Now that the final payment rule for the home health care industry is officially out, providers and advocates will take the long-awaited next step.
For advocates, that will mean continuing legislation efforts. Although the final rule includes a 0.7% aggregate payment bump for home health agencies, behavioral adjustment cuts are still being implemented. That’s a phased-in approach that the Centers for Medicare & Medicaid Services (CMS) would like to continue in coming years.
“We now turn to Congress to correct what CMS has done and prevent the impending harm to the 3.2 million highly vulnerable home health patients that depend on this essential Medicare benefit annually,” National Association for Home Care & Hospice (NAHC) President William A. Dombi said in a statement shared with Home Health Care News Monday. “Even with the limited phase-in of the rate cut, with significantly rising costs for staff, transportation, and more, home health agencies across the country cannot withstand the impact of rate cuts.”
Advocacy groups and providers don’t want shrinking margins at all, whether they’re phased in or not.
“The overarching issue – not just with my organization, but as I look at the industry – is that we need a margin to be able to reinvest in the infrastructure within our own organizations,” Androscoggin Home Health Care + Hospice CEO Ken Albert told HHCN last week at NAHC’s annual conference in St. Louis.
The Maine-based Androscoggin is a nonprofit operator that employs over 500 workers across all 16 counties in the state.

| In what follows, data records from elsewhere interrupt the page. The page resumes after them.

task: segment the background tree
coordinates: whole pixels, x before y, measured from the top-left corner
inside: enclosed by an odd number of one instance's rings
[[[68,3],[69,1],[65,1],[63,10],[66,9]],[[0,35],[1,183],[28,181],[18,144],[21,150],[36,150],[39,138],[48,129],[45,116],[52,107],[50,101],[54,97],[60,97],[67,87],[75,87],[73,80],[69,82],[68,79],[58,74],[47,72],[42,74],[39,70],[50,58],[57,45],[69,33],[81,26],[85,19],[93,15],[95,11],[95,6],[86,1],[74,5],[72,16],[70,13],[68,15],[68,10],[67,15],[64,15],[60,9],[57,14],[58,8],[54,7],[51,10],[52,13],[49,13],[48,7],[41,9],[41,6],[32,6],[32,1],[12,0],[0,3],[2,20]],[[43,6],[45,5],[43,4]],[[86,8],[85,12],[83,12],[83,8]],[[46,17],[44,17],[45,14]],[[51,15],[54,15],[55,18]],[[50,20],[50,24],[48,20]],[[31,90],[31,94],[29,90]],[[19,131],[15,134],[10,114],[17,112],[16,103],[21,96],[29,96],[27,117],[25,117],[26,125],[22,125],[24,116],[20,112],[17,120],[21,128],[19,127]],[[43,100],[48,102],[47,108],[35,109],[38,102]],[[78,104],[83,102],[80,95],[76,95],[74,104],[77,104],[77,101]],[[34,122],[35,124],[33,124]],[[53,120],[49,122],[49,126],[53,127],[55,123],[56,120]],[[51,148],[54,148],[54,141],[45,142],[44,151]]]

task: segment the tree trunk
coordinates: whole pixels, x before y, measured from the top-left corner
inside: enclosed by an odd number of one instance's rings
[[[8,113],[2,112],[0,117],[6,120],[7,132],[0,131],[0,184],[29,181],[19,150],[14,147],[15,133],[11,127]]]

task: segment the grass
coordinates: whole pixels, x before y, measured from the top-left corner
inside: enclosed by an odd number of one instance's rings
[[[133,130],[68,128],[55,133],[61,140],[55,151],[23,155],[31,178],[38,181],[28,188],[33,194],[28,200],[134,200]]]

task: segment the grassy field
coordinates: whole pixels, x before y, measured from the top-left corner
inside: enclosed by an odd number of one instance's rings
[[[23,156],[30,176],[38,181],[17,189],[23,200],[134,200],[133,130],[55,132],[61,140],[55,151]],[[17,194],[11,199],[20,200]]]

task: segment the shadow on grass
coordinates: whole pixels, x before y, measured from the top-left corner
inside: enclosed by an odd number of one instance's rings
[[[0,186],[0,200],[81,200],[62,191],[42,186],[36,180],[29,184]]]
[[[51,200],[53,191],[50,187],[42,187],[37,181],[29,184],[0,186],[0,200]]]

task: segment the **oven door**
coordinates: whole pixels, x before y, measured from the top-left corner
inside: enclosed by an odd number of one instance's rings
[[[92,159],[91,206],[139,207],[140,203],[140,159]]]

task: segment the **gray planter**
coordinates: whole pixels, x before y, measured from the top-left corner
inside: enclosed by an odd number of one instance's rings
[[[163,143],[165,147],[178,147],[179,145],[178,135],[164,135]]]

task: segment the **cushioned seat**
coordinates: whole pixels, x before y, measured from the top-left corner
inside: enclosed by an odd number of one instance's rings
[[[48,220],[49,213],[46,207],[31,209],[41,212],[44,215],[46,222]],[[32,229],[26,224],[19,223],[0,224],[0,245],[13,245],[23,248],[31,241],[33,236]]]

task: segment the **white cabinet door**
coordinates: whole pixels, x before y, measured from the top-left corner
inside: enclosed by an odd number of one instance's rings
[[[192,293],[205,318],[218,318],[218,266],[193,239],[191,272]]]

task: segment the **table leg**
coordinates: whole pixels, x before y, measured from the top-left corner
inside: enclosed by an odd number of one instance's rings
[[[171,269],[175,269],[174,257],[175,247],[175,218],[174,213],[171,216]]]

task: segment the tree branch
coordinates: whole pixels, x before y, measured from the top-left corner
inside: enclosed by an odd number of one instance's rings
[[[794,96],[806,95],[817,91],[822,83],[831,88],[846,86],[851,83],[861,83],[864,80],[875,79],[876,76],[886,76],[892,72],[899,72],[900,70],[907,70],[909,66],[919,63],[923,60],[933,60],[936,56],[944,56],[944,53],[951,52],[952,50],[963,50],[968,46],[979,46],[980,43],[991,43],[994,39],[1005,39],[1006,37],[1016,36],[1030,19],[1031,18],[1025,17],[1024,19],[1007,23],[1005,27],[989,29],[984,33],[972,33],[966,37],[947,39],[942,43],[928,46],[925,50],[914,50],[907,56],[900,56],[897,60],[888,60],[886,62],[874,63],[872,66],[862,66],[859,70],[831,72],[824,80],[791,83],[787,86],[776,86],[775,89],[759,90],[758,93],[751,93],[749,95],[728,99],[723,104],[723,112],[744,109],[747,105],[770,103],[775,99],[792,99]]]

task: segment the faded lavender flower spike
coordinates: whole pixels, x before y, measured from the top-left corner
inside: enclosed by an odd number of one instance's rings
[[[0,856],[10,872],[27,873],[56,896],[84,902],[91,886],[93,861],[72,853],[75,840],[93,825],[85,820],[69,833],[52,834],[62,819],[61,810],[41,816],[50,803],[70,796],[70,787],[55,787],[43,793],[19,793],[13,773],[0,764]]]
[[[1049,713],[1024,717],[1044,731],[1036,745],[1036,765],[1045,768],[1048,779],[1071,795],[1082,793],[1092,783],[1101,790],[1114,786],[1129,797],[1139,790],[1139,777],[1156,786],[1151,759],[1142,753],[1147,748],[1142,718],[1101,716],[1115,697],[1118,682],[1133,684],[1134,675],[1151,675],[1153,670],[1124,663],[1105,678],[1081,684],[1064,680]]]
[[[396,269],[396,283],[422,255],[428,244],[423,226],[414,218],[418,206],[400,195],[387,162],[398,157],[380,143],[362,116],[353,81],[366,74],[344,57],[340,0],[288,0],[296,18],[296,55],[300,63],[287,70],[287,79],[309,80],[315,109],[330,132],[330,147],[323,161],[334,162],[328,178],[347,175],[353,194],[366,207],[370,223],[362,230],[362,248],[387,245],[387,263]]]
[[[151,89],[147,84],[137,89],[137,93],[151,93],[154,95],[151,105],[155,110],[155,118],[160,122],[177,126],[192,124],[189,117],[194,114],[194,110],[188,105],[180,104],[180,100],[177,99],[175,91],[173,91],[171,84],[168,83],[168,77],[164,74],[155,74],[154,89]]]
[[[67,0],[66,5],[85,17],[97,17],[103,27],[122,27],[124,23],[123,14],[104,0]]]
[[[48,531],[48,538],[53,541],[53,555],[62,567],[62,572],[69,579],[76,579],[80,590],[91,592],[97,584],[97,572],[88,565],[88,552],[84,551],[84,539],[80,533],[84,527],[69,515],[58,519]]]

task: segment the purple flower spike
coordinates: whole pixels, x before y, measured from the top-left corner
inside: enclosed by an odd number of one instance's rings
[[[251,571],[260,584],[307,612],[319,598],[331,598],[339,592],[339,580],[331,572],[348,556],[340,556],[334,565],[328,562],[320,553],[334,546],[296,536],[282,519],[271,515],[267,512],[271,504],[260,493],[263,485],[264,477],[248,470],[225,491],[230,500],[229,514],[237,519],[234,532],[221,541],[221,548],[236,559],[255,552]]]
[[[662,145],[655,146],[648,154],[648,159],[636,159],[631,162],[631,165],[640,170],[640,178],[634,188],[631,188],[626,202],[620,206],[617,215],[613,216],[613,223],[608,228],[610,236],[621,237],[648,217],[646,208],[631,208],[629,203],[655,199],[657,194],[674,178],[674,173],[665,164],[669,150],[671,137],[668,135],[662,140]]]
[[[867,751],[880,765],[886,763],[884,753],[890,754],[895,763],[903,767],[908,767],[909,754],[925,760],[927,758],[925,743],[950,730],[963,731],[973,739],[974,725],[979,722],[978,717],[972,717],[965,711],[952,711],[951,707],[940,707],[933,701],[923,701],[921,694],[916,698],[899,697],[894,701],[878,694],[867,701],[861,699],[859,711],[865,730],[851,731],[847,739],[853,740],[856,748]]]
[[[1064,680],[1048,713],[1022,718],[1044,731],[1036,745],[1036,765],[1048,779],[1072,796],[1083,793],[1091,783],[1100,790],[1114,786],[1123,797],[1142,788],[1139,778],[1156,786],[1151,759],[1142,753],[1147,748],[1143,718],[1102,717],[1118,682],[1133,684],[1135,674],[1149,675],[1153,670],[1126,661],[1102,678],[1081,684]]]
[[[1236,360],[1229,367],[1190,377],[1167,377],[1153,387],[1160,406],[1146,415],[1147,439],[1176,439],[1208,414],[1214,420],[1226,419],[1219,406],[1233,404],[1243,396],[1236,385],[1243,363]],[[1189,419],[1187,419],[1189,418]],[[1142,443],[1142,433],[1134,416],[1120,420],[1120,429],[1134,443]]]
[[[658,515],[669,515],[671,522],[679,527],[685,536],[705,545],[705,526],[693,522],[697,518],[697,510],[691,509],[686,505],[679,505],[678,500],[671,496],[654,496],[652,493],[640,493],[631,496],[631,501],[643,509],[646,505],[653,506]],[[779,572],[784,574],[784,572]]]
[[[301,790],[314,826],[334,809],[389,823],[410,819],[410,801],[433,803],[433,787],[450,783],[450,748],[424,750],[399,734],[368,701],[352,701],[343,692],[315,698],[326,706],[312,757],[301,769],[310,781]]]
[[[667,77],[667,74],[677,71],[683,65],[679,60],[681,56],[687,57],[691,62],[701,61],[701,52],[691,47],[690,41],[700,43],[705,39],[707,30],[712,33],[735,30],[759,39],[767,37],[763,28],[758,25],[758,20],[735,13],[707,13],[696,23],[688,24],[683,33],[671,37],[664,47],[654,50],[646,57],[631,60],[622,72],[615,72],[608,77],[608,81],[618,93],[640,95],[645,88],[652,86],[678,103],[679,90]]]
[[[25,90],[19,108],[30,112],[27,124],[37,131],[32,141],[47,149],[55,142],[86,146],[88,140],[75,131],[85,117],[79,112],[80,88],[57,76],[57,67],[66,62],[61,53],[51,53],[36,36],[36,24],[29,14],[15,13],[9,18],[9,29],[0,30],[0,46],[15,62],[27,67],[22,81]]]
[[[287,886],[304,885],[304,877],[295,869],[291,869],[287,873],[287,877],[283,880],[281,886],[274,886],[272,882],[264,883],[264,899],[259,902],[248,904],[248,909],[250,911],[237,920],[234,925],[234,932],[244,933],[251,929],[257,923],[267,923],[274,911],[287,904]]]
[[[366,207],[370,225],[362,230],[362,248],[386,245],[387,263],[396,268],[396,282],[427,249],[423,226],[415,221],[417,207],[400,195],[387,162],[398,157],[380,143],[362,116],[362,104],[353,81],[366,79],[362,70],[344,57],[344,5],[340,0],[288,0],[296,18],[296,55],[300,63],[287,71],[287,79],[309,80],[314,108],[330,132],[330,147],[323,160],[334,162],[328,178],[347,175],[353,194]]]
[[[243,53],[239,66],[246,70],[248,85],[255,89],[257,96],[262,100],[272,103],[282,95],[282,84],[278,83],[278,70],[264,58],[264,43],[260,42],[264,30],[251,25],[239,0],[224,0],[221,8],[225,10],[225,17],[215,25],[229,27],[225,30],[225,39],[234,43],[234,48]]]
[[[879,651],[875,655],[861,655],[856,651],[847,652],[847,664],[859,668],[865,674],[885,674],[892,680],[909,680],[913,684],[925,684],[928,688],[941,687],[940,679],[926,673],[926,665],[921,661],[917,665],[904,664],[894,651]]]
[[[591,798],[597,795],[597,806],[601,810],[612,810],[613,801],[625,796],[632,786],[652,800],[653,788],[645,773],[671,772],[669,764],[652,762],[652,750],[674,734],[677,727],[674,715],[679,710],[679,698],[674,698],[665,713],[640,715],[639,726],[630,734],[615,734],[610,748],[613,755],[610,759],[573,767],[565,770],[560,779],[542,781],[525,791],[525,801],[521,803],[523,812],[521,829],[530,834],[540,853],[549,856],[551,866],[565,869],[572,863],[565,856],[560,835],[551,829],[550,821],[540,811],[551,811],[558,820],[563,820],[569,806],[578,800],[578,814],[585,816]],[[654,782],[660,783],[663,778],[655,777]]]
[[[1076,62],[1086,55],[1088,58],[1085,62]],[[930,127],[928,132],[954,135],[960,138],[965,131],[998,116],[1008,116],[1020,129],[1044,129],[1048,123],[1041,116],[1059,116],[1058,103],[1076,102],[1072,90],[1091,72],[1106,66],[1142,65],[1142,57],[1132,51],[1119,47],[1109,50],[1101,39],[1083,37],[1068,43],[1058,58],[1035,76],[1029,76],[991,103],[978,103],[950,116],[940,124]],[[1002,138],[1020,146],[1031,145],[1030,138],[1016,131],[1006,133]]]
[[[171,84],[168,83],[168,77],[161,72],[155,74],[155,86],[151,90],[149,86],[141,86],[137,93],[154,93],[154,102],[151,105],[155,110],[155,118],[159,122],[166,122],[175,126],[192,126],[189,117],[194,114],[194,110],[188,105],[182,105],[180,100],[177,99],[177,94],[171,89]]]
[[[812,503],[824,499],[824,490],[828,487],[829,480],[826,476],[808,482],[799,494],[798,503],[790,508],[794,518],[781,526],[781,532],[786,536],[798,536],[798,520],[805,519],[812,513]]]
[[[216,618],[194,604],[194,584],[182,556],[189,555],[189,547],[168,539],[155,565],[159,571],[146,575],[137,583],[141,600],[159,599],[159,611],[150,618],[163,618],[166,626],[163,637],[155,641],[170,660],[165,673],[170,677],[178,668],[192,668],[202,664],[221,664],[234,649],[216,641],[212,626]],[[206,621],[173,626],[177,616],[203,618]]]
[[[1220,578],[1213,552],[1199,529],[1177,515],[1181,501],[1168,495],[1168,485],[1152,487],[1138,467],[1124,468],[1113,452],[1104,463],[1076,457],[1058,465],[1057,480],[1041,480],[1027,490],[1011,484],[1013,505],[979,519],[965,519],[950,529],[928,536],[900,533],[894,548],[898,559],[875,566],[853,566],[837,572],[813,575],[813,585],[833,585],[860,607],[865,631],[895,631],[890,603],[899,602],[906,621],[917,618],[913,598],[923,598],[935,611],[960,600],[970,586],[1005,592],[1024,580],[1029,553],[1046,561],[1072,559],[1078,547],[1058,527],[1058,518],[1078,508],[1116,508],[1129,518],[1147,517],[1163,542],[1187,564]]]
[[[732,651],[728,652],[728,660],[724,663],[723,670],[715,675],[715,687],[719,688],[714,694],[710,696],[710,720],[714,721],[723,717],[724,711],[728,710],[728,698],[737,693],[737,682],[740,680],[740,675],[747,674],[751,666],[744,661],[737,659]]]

There will still be margin pressures due to the final rule – and final rules for future years – if the Preserving Access to Home Health Act does not gain any more traction in Washington, D.C. That piece of legislation would curb any cuts to home health reimbursement until 2026.
And if the the margins are not there, less investment in other service lines is almost a certainty. But what may actually tick up is investment in technology in order to increase efficiency in certain areas.
“The more the margins decrease, the infrastructure – including our own personnel, including the human resource component of what we do – is going to be challenged,” Albert said. “I believe that technology may be a solution in some areas, if you’re looking at a quick opportunity to manage costs. You’re going to look at the necessity and the return on the investment in technology.”
At the same time, technology may be pulled back in some very specific areas too. For instance, telehealth – which Androscoggin has been providing for 25 or so years – may not be at the top of its priority list for every patient moving forward with reduced rates.
“We’ve relied upon a margin in order to be able to invest in technologies like telehealth,” Albert said. “So, do we look at a retraction, or look at reducing the extent to which we’re providing remote patient monitoring to very specific, targeted contractual relationships with health systems, or certain patient populations that we’re paid to case manage? Yeah, likely.”
Some providers also believe they will have to reevaluate how they interact with Medicare Advantage (MA) plans.
Traditionally, fee-for-service Medicare has been the best payment source for home health agencies. Without it being as steady of a source of income as it has been in the past, taking sub-par rates from any other payers will become less feasible.
“We would also have to figure out how we relate to Medicare Advantage, and to manage Medicaid programs,” VNA Health Group President and CEO Dr. Steve Landers told HHCN at the NAHC event. “Because in a lot of instances, we’ve depended on the traditional Medicare program for the vibrancy of our companies. If the rule is finalized the way it is, we’d have to even further reevaluate how we are relating to these other types of payers. Because that has to become more sustainable.”
The Holmdel, New Jersey-based VNA Health Group is a nonprofit provider of home-based health services in New Jersey and Ohio.
In that vein, Amedisys Inc. (Nasdaq: AMED) touted its new MA deal with CVS Health’s (NYSE: CVS) Aetna during its earnings call Thursday, urging other plans to “take note.”
“We are in active discussion with other plans for similar contracts or other value-based models,” Amedisys CEO Chris Gerard said. “The remaining plans that have been unwilling to engage in models like this should take note. In a world where clinical capacity is at a premium, we will not work with payers who fail to see the value that we deliver and the quality outcomes we provide for their members.”
On VNA Health Group’s end, Landers also noted that the way providers manage episodes of care would have to be reconsidered.
“We’re all going to have to potentially evaluate how we manage episodes of care,” he said. “I really hope it doesn’t go down that road, but I could see a response to the payment shrinking being that just less care is provided during these episodes, which is not really good for the public. But I could see that being the way that agencies deal with the lower reimbursement.”
While the final rule could be viewed as bad or good news, depending on each provider’s perspective, it will still force them to consider where they spend their time, money and resources during the rest of this year and the next one.